This is what I was getting at in an earlier discussion today regarding the Linn and Lyngdorf cost ratio and performance. The High End market can "sometimes" be deceptive and contrarian with regard to cost, prestige and pecking orders. Very tricky at times.
See, you were probably trying to get at this, by being polite, but you really didn't get to the you're-so-full-of-crap part. That's very tricky at time.
Here's the deal though, perhaps I'm thinking on a quantum level. We all pay a certain price of admission, whether we buy some junk DAC for $50 bucks, and call it the best, of a $50k DAC and call it a turd. One might get you a seat to watch the game, while the other probably puts you in a skyebox, meeting the cheerleaders, getting player autographs, and sipping something a bit better rated than Ripple.

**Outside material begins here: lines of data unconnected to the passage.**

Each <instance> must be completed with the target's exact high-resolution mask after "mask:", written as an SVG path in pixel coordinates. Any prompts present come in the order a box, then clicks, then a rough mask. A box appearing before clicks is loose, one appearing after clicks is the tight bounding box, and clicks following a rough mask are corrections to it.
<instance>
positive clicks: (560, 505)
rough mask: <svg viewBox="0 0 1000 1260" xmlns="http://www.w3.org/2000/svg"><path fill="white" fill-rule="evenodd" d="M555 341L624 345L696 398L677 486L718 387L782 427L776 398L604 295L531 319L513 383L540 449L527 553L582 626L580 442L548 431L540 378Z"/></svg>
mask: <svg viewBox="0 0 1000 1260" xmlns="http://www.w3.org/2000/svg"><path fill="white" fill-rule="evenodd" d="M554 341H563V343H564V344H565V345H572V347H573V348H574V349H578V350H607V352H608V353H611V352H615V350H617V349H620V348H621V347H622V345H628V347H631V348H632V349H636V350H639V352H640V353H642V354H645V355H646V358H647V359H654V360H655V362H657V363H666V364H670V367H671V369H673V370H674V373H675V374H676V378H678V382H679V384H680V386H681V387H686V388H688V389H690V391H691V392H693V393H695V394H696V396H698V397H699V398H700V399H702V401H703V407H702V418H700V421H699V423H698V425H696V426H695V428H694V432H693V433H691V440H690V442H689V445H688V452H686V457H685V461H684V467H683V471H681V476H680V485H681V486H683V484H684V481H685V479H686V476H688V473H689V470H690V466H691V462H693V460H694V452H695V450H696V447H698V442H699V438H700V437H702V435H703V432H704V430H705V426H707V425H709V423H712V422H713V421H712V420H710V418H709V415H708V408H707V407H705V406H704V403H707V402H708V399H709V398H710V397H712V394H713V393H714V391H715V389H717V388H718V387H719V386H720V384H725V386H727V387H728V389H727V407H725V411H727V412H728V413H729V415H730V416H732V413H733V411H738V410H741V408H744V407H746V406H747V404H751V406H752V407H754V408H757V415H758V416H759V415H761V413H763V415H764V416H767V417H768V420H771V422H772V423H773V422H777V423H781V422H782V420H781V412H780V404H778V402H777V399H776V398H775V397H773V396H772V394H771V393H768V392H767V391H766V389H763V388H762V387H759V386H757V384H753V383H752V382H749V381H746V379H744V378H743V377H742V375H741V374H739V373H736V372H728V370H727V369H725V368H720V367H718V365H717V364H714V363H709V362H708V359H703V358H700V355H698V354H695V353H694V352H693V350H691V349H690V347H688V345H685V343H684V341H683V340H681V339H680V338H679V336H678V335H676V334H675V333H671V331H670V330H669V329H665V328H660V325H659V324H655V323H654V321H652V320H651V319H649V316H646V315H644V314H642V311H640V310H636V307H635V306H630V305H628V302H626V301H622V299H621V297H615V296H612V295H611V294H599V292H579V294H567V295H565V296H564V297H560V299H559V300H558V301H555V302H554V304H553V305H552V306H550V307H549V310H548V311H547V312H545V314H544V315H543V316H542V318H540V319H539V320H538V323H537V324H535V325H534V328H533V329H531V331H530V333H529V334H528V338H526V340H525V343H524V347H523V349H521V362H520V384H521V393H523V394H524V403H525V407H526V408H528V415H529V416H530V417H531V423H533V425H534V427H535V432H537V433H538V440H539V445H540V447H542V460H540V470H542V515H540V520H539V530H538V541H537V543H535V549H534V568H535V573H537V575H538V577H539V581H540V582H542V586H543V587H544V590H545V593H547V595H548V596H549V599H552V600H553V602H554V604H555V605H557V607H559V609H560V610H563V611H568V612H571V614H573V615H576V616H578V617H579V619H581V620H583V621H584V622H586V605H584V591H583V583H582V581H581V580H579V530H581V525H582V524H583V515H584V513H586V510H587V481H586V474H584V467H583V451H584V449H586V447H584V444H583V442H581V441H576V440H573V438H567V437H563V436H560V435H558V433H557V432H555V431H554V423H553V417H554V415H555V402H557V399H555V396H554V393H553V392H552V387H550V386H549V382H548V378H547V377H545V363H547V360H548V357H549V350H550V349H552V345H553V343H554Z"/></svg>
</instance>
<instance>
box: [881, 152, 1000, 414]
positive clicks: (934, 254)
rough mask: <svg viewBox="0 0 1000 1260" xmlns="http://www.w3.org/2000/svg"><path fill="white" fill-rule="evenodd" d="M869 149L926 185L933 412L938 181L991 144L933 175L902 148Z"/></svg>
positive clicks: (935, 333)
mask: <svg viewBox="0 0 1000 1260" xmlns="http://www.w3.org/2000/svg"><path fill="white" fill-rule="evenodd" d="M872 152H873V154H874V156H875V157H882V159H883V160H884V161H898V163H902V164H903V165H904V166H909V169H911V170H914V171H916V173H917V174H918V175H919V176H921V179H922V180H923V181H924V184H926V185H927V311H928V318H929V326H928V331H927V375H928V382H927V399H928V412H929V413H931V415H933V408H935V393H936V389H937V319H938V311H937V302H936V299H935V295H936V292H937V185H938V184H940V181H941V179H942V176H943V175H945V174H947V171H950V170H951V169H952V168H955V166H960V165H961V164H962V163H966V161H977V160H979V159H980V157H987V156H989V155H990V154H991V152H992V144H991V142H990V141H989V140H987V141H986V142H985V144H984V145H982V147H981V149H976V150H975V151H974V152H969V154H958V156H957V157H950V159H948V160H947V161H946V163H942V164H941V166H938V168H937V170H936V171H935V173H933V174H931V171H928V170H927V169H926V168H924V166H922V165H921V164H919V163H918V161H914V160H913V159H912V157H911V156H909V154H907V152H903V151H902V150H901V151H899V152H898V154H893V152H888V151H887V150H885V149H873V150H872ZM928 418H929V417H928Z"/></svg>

I mean, you can drive a Pinto and call it a Cadillac, but you'd be wrong, even though in your mind you can imagine the Cadillac chassis around that Pinto engine. There are DACS like that, too.
The point is, again, that last 3%-1% is a real mother. That's where most of the bread is spent, or most of the fretting lives, over that list small bit of SQ. That was what I was getting at, and I'm saying it. Like the once you get down to a micro-cellular level, the distance between two subatomic particles might as well be relative to the distance between the earth and the moon.
That's it. I chose to buy my 2%-1% in one chunk, instead of spreading it out over various devices and such. That leaves 1% more for other junk like speaker stands, some snake oil, and the various audio tweaks I can't wait to not spend much more money on, lest I find the cost-to-performance ration too much to bear.
I
n the case of the units you mentioned which provide DSP-based corrections (Linn, Lyngdorf, DEQX), that you found superior to much higher priced DACs, was that superiority contributed to by the corrections, or was it true even with the corrections disabled?
Also, which DEQX model were you using?
The HDP-5. It belongs to a guy here in town, and he left me use it for a few weeks in exchange for the DAVE. I thought the DEQX was great, but was probably more reliant on correction over the other two. That doesn't mean "bad." The guy who owns the DEQX has that thing dialed in to perfection, in the smallest dedicated room I've ever been in with full sized speakers (Revel Salon IIs). It sounds like a recording studio in there. As you know, the DEQX has a learning curve and so much you can do with it. It's astounding. Plus, it was the first DAC I tinkered with that had an Ethernet input. When I heard the difference I knew I wanted one, or one like it. When I learned the science of going RJ45, then I knew that I could never go back to USB.
Back to the DIs, though: my pair has 123 hours on them now, and they are sitting on bare stone floors, still without spikes, and these already sound better in my room than any speakers I've had here.